13. Be Prepared For Recurrences

If the original loss or disturbance occurred weeks, months or even years ago, recognize that certain events, such as anniversaries or changing seasons, can trigger a recurrence of the emotional impact. Try to prepare for these by checking in with your teams to see how they are doing and ask what could help them cope with the re-emergence of past experiences. - Tonya Echols, Vigere

14. Don’t Force Yourself To Be Strong

Leaders often tell themselves that they should put up a strong front. They think that nobody wants to see them looking sad. If leaders have to stay strong for other reasons, then it can get tricky, but they should still admit to feeling weak if they’re really devastated.

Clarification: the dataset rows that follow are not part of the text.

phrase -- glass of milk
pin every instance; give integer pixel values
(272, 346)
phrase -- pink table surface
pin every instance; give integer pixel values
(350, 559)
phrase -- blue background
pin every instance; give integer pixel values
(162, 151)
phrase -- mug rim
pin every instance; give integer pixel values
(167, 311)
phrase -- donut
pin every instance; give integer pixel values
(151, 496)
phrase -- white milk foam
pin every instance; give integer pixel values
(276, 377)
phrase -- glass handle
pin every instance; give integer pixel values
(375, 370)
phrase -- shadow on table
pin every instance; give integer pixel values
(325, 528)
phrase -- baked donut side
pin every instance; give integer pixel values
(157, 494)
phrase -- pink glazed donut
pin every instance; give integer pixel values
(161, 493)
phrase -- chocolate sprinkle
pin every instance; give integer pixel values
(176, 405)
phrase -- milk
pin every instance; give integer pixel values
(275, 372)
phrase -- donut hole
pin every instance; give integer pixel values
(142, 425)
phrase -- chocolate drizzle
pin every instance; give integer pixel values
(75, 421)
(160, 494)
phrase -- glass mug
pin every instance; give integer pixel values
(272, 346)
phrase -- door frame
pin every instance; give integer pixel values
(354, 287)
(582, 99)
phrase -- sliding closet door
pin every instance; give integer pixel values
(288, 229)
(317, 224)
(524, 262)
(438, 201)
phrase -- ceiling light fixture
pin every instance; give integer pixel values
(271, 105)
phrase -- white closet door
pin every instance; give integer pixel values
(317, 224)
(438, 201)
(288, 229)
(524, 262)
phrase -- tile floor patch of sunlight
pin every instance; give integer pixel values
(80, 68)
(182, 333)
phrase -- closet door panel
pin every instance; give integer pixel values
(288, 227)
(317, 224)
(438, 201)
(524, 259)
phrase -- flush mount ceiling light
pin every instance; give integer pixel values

Don’t try to act “tough” or as if you’ve got all under control when you know that’s not the case. - Cristian Hofmann, Empowering Executives | SUPERGROUP LTD

15. Be Prepared To Enter The Abyss With Them

I was in New York for 9/11. Although I lost no one close to me, I experienced the post-traumatic stress disorder of a city and a nation firsthand. As I worked with people, me listening to their stories helped them to release some of their trauma and begin to reconnect. Pretending everything is fine and ignoring the obvious is a mistake. You have to be prepared to enter the abyss with your people and be with them to take action. - Jeff Altman, The Big Game Hunter

16. Allow As Much Time Off As Needed

The world can wait! I lost my father suddenly 2 years ago, and all I could think about was, “What will happen to my clients?” I made a lot of bad decisions, and my productivity naturally decreased. A three-day bereavement policy isn’t enough time for a reasonable person to grieve. I realized that I needed to take as much time as I needed to heal so that I could best serve others and myself. Take time off. - Joyel Crawford, Crawford Leadership Strategies, LLC.